Quando a essa maneira de ver alia-se a privatização dos espaços antes considerados públicos (aqui, espaço deve ser entendido em seu sentido literal, mas também em seu sentido metafórico), aí então estreitam-se as oportunidades do bom exercício da administração pública.

Passar, portanto, da atual visão mercadológica, que substitui a sociedade pelo mercado; superar a concepção gerencialista da Administração, que subjuga as práticas sociais pelas práticas empresariais são apenas duas das posturas que considero recomendáveis. Para tanto, os profissionais da Administração terão que se despojar de preconceitos, sedimentados muitas vezes graças à atuação de seus próprios professores. Mais que isso, é indispensável ter o que cada dia se encontra menos – o espírito público. A expressão, segundo me parece, significa a capacidade de enxergar os interesses coletivos antes de deter-se nos individuais; conceber respostas que privilegiem o benefício da maioria, ao invés de privilegiar uns poucos; analisar os fenômenos e problemas com os olhos sempre postos no futuro, jamais no passado ou apenas no presente.

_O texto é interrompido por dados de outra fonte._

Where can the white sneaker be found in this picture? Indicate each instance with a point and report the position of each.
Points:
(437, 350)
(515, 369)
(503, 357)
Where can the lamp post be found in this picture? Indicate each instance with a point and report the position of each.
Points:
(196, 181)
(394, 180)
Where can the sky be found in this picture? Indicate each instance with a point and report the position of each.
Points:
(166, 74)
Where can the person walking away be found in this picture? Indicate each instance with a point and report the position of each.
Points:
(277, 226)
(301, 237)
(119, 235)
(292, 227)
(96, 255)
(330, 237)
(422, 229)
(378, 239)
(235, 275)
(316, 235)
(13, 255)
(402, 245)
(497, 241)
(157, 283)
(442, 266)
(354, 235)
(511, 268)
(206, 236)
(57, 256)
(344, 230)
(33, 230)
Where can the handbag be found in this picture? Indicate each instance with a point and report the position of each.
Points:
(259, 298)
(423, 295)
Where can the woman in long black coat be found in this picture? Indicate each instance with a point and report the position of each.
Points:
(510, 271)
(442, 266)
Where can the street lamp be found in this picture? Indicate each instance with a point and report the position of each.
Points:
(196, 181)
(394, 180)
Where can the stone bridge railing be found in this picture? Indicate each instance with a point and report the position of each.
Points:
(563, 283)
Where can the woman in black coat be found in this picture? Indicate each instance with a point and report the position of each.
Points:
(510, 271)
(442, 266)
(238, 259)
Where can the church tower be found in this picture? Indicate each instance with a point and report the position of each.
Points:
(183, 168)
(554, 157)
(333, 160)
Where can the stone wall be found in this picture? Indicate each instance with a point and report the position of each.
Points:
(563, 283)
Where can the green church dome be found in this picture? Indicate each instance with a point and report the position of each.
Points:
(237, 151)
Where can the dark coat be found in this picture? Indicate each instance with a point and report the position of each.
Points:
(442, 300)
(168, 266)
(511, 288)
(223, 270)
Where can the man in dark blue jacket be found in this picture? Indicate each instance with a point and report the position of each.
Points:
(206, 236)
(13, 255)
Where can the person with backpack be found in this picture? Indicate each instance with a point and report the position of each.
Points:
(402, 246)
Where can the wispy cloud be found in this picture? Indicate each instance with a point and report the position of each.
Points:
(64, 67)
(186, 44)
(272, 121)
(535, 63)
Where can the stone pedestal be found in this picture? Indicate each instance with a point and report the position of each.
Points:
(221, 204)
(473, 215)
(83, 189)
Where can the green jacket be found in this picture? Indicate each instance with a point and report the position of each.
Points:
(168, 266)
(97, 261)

Antes de encerrar, gostaria de chamar sua atenção para um problema que vem, gradativa e insidiosamente, imiscuindo-se no esforço de formação de novos profissionais da Administração. Refiro-me à pretensa neutralidade política dos administradores, que teriam reservada para si mesmos o único e pobre dever de simplesmente dar execução a decisões tomadas fora de sua esfera de competência. Nesse caso, tenta-se realmente transformá-los em meros cumpridores de ordens externas, empobrecendo suas oportunidades não apenas profissionais, mas também pessoais; e transformando-os em autômatos de carne e osso. Se, para as empresas privadas, tal conduta estaria muito aquém das exigências de seu cotidiano, nas organizações que denominamos públicas (ou as que a elas se assemelham), as consequências ainda seriam mais predatórias.

Se me fosse dado indicar-lhes questões que precisam ser encaradas e resolvidas, até que os administradores ditos públicos tivessem assegurado o espaço que sua vontade, sua formação e suas aptidões e habilidades reivindicam, tais questões seriam:

a) o estreitamento das oportunidades de trabalho para administradores dotados de espírito público, como imposição do primado do individual sobre o coletivo;

b) a carência ética vigente em praticamente todos os setores administrativos, mas também políticos e econômicos, do país;

c) a substituição da noção de sociedade pela noção de mercado, atualmente orientadora de toda e qualquer decisão que tem reflexos sobre a vida da coletividade.

Ditas essas palavras, espero que vocês se sintam suficientemente animados a perquirir-me.

Muito obrigado.

__________________________________________________________________________________*Palestra proferida na Universidade do Estado do Amazonas, na Semana do Administrador, 19 de setembro de 2001, Manaus-AM.